Discussions of the criminal nature of immigrants inevitably accompany large movements of people, when old patterns of settlement are dramatically disturbed by the flows of newcomers, the image of the ‘deviant immigrant’.
Representations of crime and deviance are deeply embedded in social structures and relationships within given societies. These representations mirror the inclusive and exclusive tendencies of the societies in which they emerge.
"They are dangerous others who threaten our safety and have no call on our fellow feeling. The appropriate reaction for society is one of social defence: we should defend ourselves against these dangerous enemies rather than concern ourselves with their welfare and prospects for rehabilitation."(Garland, 2001a: 184)
The deviant immigrant thus represents the polluting element, the quintessential other, which accompanies global transformations. Loader and Sparks (2002:104) point out that :
"It is also precisely under globalizing conditions that people’s sense of place – and of differences between ‘here/there’, ‘inside/outside’, ‘us/them’ – takes on renewed force as a structuring feature of social relations and culture; questions of crime, danger, safety, and order often today figuring pivotally in how the quotidian life of particular neighbourhoods, towns, cities, and nations is experienced, imagined, and defended."
Furthermore, in the context of the European Union, the talk about immigrant crime and cultural deviance serves as a vehicle for a debate about the contested nature of European identity
(Melossi, 2003). Discussions about terrorism, about unscrupulous trafficking networks and honour killings, play a central role in everyday police work, as well as, on the broader level, in the resurgence of the politics of xenophobia and in renewed debates on the fate of multiculturalism.

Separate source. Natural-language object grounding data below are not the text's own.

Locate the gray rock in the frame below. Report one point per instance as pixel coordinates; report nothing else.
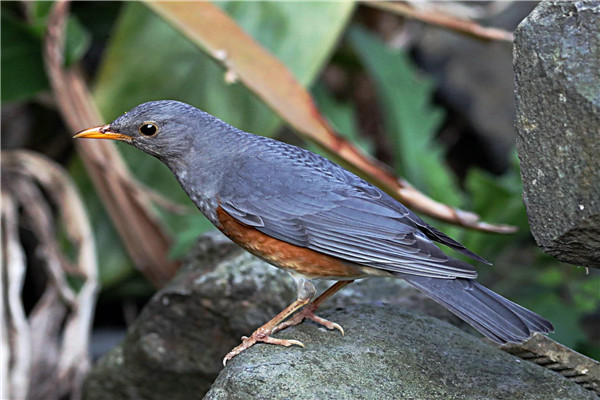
(474, 78)
(174, 349)
(387, 353)
(557, 77)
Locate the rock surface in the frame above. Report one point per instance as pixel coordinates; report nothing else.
(557, 70)
(387, 353)
(175, 347)
(474, 78)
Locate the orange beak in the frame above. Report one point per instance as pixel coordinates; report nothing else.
(102, 132)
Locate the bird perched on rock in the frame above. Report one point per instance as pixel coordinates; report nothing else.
(311, 217)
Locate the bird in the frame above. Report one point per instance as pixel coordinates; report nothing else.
(314, 219)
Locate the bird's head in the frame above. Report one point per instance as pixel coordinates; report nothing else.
(164, 129)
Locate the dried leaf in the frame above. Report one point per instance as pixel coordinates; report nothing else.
(126, 202)
(216, 33)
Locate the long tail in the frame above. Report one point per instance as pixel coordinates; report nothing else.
(491, 314)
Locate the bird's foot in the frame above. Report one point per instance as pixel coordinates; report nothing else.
(260, 335)
(308, 312)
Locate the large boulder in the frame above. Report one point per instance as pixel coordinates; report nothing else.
(557, 78)
(175, 347)
(388, 352)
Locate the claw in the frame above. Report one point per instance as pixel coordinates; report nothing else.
(259, 336)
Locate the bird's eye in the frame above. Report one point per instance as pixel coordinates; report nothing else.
(148, 129)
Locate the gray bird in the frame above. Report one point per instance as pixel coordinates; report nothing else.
(303, 213)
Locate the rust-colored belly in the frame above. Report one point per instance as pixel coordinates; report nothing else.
(301, 260)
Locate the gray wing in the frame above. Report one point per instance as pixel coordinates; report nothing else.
(305, 200)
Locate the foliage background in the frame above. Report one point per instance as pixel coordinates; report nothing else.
(342, 53)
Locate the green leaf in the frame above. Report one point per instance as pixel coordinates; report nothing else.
(23, 74)
(147, 59)
(343, 118)
(410, 118)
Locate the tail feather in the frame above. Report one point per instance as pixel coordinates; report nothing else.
(491, 314)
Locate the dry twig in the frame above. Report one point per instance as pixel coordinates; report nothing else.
(128, 205)
(49, 350)
(444, 20)
(215, 32)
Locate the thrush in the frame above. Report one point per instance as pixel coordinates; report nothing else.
(307, 215)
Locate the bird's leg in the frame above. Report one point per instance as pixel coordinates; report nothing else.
(306, 291)
(309, 311)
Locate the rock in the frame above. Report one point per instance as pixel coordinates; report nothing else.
(387, 353)
(175, 347)
(557, 77)
(474, 80)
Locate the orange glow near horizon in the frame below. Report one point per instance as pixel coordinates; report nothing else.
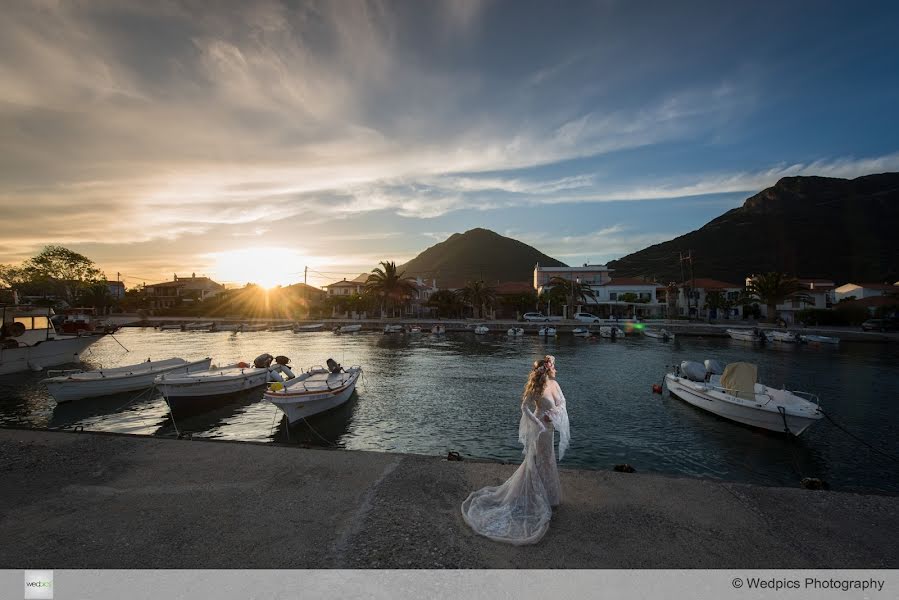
(266, 267)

The discourse about the deviant immigrant therefore needs to be situated within a broader context of growing global divisions and insecurities. It clearly exemplifies how globalization is not only an ‘out there’ phenomenon’ but simultaneously an ‘in here’ development’ (Giddens, 1998). While influenced by profound global movements and transformations, the immigrant also finds himself or herself situated at the heart of local struggles for safety and security.